元最高裁判事や元内閣法制局長官、憲法学者300名以上(そのうち3名だけが合憲主張)、さらに「安全保障関連法案に反対する学者の会」(1万名以上の学者が登録済み)などなど、今回の「平和安全法制整備法案」に反対する人々が増加し続けている中、2015年7月15日、衆議院での強行採決を予定通り実施した安倍政権は、参議院での審議がたとえ終了しなくても、会期末の9月末には再度衆議院での強行採決により成立させようと、なりふり構わず強行突破しようとしている。これは第96代内閣総理大臣、安倍晋三の個人的で、怨念的なミッションであり、平和国家としての日本憲法を、狂信的な一人の政治家が歪めようとしているだけではなく、戦後大切に守ってきた憲法第9条の戦争放棄という日本の宝を無にしようとしている。

すでにフランスやアメリカの雑誌や新聞などで安倍総理の狂信的な発言や行動が特集され、日本が戦前の軍国主義に戻ろうとしていることに警戒を強めており、その分析は日本国内よりも冷静に、そして的確に行われている。

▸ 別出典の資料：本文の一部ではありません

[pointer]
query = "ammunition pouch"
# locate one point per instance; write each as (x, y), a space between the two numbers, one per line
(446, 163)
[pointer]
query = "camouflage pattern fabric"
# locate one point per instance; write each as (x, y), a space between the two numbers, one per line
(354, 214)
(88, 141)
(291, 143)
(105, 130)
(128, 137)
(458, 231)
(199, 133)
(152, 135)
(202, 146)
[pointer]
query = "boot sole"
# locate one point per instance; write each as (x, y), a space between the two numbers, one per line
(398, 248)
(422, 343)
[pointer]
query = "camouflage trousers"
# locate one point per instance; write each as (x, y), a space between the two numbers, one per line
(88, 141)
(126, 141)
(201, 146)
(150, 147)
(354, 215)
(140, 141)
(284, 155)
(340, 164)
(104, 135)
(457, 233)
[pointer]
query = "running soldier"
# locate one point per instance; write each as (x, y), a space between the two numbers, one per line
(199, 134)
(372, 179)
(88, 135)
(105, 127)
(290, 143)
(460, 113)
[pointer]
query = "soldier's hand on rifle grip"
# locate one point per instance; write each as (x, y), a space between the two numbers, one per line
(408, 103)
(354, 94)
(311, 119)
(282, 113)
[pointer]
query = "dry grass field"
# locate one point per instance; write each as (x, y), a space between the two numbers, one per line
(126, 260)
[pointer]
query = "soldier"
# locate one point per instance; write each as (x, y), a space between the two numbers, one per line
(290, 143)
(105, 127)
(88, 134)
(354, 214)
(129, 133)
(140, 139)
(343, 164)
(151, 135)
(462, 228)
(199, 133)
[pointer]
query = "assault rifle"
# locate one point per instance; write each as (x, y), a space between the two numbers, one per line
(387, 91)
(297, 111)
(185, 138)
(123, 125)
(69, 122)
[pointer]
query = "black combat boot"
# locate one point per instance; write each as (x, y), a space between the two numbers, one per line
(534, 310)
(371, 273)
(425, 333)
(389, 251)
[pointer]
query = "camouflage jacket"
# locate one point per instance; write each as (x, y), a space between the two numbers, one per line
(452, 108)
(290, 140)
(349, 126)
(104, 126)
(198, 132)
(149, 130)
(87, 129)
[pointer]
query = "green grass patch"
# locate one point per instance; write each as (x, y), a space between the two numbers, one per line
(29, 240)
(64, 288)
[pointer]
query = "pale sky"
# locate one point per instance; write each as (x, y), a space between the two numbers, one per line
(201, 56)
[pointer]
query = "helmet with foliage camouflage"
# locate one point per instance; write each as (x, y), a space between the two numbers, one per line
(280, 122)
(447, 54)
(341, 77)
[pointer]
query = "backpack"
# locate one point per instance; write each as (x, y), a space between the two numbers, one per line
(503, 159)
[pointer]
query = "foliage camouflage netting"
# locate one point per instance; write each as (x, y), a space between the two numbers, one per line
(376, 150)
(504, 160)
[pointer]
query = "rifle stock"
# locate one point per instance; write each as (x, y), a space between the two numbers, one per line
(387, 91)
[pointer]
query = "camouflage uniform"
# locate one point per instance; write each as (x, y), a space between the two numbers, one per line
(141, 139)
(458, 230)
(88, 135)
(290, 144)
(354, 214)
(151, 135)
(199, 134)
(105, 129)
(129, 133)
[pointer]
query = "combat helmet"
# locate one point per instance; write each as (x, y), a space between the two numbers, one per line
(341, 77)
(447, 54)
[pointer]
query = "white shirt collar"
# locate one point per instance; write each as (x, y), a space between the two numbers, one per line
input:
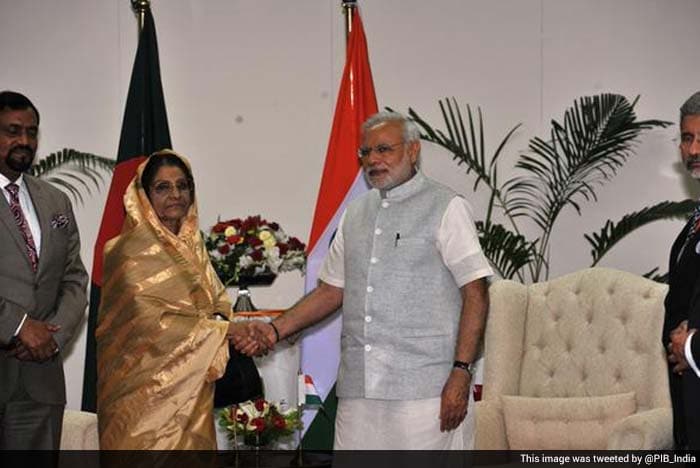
(4, 181)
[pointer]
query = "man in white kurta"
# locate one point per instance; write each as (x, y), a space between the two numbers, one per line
(408, 271)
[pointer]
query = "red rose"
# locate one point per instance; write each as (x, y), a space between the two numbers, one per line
(279, 422)
(296, 244)
(259, 424)
(250, 223)
(257, 255)
(259, 404)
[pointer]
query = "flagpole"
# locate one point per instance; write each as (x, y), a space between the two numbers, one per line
(140, 7)
(349, 10)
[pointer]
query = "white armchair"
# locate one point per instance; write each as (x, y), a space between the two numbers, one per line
(575, 363)
(79, 431)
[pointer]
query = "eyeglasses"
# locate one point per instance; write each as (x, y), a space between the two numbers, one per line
(166, 188)
(381, 149)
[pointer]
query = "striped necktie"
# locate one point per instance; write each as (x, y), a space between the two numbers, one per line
(16, 209)
(694, 224)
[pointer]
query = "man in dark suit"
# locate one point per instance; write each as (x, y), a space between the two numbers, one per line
(683, 299)
(42, 286)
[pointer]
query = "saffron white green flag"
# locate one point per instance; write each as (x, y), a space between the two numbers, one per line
(308, 395)
(342, 181)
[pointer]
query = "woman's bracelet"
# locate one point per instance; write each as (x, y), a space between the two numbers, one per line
(277, 332)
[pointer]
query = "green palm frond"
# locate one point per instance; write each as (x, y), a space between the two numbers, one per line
(596, 138)
(507, 251)
(73, 170)
(466, 143)
(612, 233)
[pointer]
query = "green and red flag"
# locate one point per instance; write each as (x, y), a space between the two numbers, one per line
(144, 130)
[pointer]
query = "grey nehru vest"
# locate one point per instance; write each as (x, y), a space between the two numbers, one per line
(401, 305)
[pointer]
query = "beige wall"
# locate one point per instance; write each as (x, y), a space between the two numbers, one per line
(250, 88)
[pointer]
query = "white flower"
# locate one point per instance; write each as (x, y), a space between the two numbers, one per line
(245, 261)
(272, 258)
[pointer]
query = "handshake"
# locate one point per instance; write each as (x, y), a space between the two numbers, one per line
(254, 338)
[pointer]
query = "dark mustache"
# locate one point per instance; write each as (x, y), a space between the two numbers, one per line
(26, 148)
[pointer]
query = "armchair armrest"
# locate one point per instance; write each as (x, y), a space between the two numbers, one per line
(489, 426)
(646, 430)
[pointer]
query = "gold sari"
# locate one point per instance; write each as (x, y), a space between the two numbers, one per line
(159, 350)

安倍自身も自由民主党としても、説明が足りないからまだ国民が理解していないだけで、丁寧に説明すれば分かってもらえると、その反論に躍起になっているが、その丁寧な説明?というものを聞けば聞くほど、場当たり的でいい加減さがバレてくるしろもので、説明を尽くせば尽くすほど反対意見が増えてくるという状態である。要は、いかようにも閣議決定だけで派兵から従軍まで決定できる法案で、正当性はいくらでもこじつけられる内容としてあり、決定的に問題なのは、“総理大臣が判断することに間違いはない”のだから、すべて任せなさいという法案であり、安倍総理のような狂信的な政治者の場合、とにかく危険極まりない法案になることは間違いない。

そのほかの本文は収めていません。